Quand survient un problème comme ça, il y a deux façons de procéder. (En vertu) des ententes collectives, c'est clair, le producteur et l'artiste se doivent d'avoir un comportement exemplaire, moral, éthique. Ce sont les mêmes règles qu'à la Commission des droits de la personne. Si ça, ce n'est pas respecté et que ça vient à nos oreilles et que la personne veut poursuivre, il faut d'abord faire un grief. Il faut voir la nature des événements, il faut retracer les événements, il faut pouvoir les trouver, établir les faits. On fait une enquête. Et là, il va y avoir des procédures, de cette façon. On va suivre les artistes jusqu'à la fin des procédures. Si ce n'est pas par les ententes collectives, c'est personnellement que la personne poursuit. Si elle poursuit personnellement, c'est devant la Commission des droits de la personne.

En tant qu'acteurs, vous êtes des travailleurs autonomes...

(Oui), ce qui fait qu'il n'y a rien qui nous assure notre travail dans l'avenir. Harvey Weinstein, c'est un énorme producteur avec beaucoup de pouvoir, si on a l'équivalent ici au Québec et qu'on se met à dénoncer quelqu'un d'aussi grande importance, vous comprendrez qu'on devient l'artiste qui s'est inscrit en faux, qui a poursuivi, qui a dénoncé un tel producteur. Et là, c'est difficile de te défaire de cette étiquette-là après, et c'est la raison pour laquelle (les victimes) ne le font pas. Il faut comprendre une chose, quand on est dans une situation où quelqu'un a un pouvoir sur nous, sur notre carrière, et qu'il en abuse, après, c'est la confiance en soi qui n'est plus là, c'est l'estime de soi, c'est le potentiel auquel on ne croit plus, c'est tout ça.

Quel conseil donneriez-vous à une plus jeune membre à ce sujet, car ce n'est pas facile de dénoncer?

En effet, ce n'est pas facile. Mais vous savez, des cas comme M. Weinstein, plus on en parle, plus ça aide. Et ça n'aide pas juste les cas potentiels, ça aide tout le monde, à prendre une position dans la société et à dire: «Nous, collectivement, on pense quoi de ça?». On en parle, on le dit, on sait que ça existe. Et la ligne qu'on ne doit pas traverser quand on a du pouvoir sur quelqu'un, la limite, c'est mince. On parle de cas évidents, dans son cas il y a même des accusations de viol: on sait qu'il n'y a pas de demi-mesure. Mais qu'en est-il de l'intimidation, du harcèlement psychologique, sexuel? Qu'en est-il de: «Je ne te touche pas, mais je te dis que si tu fais ceci avec moi, tu vas l'avoir (le contrat). Si tu ne veux pas, tu ne l'auras pas.» Ça, ça ne fait pas mal, il n'a pas fait d'attouchement, il n'y a pas eu de viol, mais c'est de l'intimidation, c'est de l'abus de pouvoir pareil. Et, sincèrement, je ne connais personne qui n'a jamais vécu ça.

Personnellement, comme comédienne, vous l'avez vécu?

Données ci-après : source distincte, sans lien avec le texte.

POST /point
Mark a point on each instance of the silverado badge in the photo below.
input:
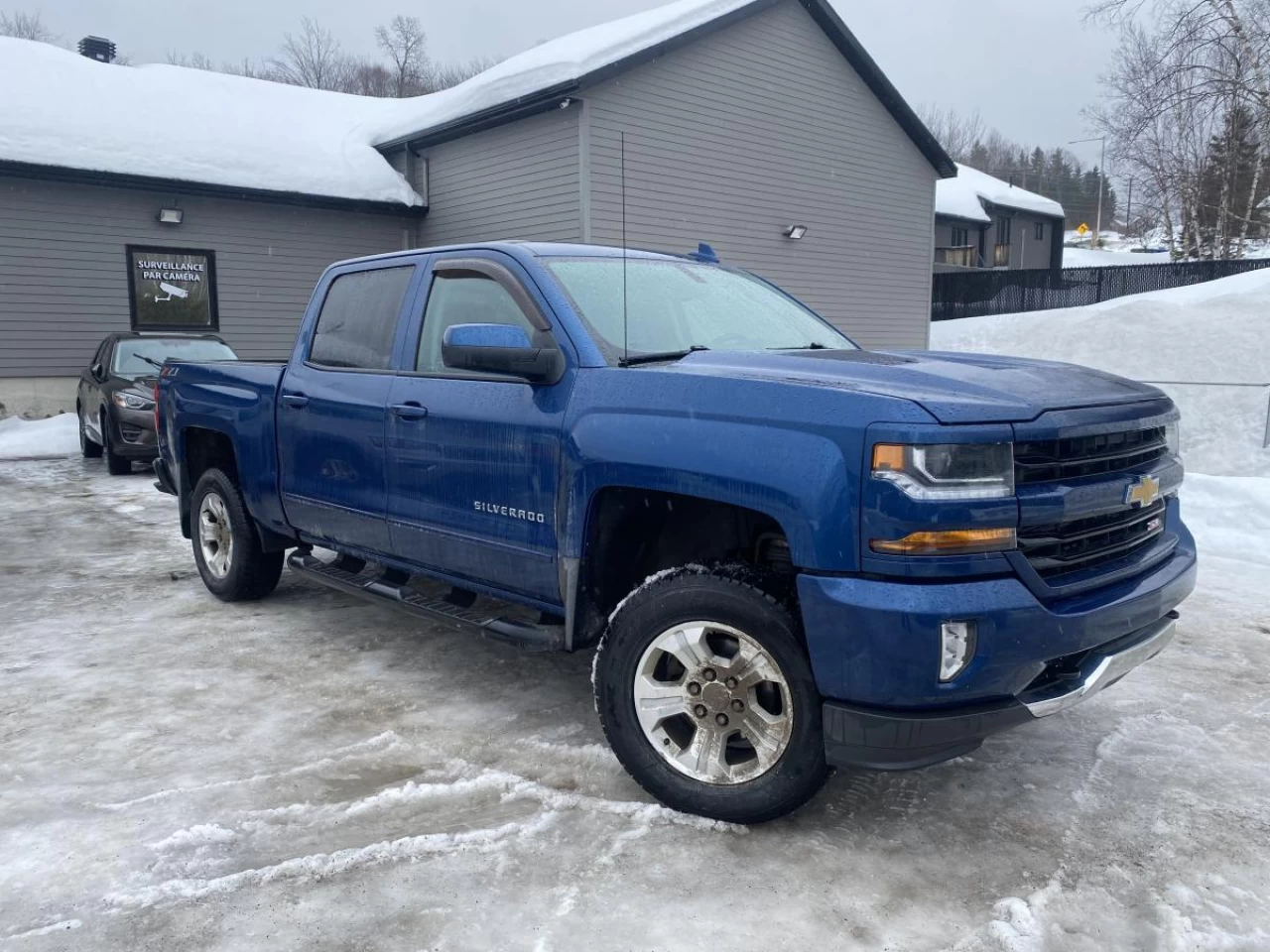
(1143, 492)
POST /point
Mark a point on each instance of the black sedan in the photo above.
(116, 394)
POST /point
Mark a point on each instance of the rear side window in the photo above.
(358, 318)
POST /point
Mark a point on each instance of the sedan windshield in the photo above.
(144, 357)
(679, 306)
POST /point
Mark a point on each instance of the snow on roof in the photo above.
(195, 126)
(189, 125)
(964, 195)
(563, 60)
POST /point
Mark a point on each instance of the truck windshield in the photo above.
(137, 358)
(675, 306)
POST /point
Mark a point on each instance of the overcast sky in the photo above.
(1029, 67)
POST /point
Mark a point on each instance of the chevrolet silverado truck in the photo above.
(790, 553)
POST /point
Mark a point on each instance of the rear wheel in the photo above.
(227, 547)
(116, 465)
(707, 698)
(87, 448)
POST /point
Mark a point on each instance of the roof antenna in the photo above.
(626, 350)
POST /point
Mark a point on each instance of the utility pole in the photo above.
(1102, 175)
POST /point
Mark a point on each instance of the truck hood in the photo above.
(952, 388)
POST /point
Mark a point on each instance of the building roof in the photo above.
(554, 68)
(172, 123)
(964, 195)
(168, 122)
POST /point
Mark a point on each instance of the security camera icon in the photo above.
(173, 291)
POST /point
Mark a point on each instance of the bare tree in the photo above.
(370, 79)
(953, 131)
(312, 59)
(26, 26)
(1188, 73)
(444, 75)
(193, 61)
(404, 44)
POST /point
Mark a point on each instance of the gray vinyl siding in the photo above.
(64, 282)
(512, 181)
(756, 127)
(1025, 250)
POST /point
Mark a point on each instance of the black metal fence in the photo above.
(974, 294)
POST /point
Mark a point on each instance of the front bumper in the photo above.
(132, 433)
(881, 740)
(874, 647)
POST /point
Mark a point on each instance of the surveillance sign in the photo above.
(172, 289)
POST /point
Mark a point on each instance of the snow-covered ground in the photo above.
(30, 439)
(1216, 331)
(312, 772)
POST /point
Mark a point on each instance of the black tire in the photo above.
(726, 598)
(116, 465)
(250, 572)
(87, 448)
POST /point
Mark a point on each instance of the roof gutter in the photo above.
(150, 182)
(540, 102)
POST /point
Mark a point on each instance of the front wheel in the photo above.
(226, 543)
(707, 698)
(87, 448)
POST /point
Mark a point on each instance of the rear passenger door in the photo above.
(331, 407)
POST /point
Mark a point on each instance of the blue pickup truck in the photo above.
(790, 553)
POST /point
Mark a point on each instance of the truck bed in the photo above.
(236, 399)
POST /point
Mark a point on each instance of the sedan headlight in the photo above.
(948, 470)
(132, 402)
(1174, 436)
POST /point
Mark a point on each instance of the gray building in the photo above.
(728, 128)
(984, 222)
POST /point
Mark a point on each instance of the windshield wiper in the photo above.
(657, 358)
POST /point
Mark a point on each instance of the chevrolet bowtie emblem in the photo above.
(1143, 492)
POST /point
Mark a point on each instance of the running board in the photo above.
(513, 631)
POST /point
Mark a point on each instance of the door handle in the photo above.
(409, 411)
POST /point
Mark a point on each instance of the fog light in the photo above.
(956, 648)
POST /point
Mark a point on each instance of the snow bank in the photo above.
(1213, 331)
(962, 197)
(190, 125)
(548, 64)
(27, 439)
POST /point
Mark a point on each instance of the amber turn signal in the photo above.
(953, 542)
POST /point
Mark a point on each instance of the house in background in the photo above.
(984, 222)
(758, 126)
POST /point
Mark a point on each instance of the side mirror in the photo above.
(500, 348)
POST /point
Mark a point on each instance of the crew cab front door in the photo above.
(333, 405)
(474, 460)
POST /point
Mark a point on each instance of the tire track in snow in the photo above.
(197, 861)
(380, 743)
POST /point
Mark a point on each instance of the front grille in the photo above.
(1086, 543)
(1051, 460)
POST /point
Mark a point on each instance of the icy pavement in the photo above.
(313, 774)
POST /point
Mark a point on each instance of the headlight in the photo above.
(1174, 436)
(948, 470)
(131, 402)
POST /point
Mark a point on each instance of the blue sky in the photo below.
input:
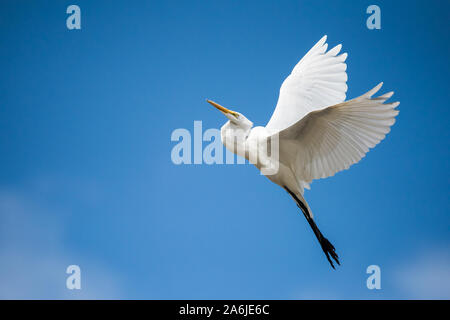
(86, 176)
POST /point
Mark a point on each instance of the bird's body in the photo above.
(312, 133)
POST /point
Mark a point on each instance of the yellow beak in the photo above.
(222, 109)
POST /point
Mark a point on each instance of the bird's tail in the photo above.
(327, 247)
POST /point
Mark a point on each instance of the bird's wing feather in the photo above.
(330, 140)
(317, 81)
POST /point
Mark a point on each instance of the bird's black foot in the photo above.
(327, 247)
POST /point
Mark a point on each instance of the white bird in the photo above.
(317, 131)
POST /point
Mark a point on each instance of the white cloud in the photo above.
(427, 276)
(34, 259)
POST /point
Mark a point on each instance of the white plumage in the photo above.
(318, 132)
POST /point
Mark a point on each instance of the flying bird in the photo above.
(317, 132)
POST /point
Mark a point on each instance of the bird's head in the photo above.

Oui, ça m'est arrivé souvent. Maintenant, je suis une vieille comédienne et je suis un peu à l'abri de ça, mais plus jeune comédienne, oui. Tu te fais écrire des rôles, il faut que tu te mettes toute nue, tu ne veux pas le faire. (...) Quelqu'un qui a du pouvoir et qui n'est pas capable d'agir humblement avec ça et qui décide d'en abuser, je ne sais pas comment on peut être à l'abri de ça. Par contre, qu'il y ait des moyens coercitifs pour faire en sorte que ces gens-là paient pour ce comportement-là, ça se peut par exemple. Ça, on peut se situer là dans une société. Je pense que plus on en parle, mieux c'est, et surtout, plus les hommes dénoncent les hommes... Les femmes, on l'a fait. Depuis que la Terre existe qu'on dénonce ce genre de comportement. Quand les hommes participent à cette discussion-là, ça prend une tout autre forme dans la société.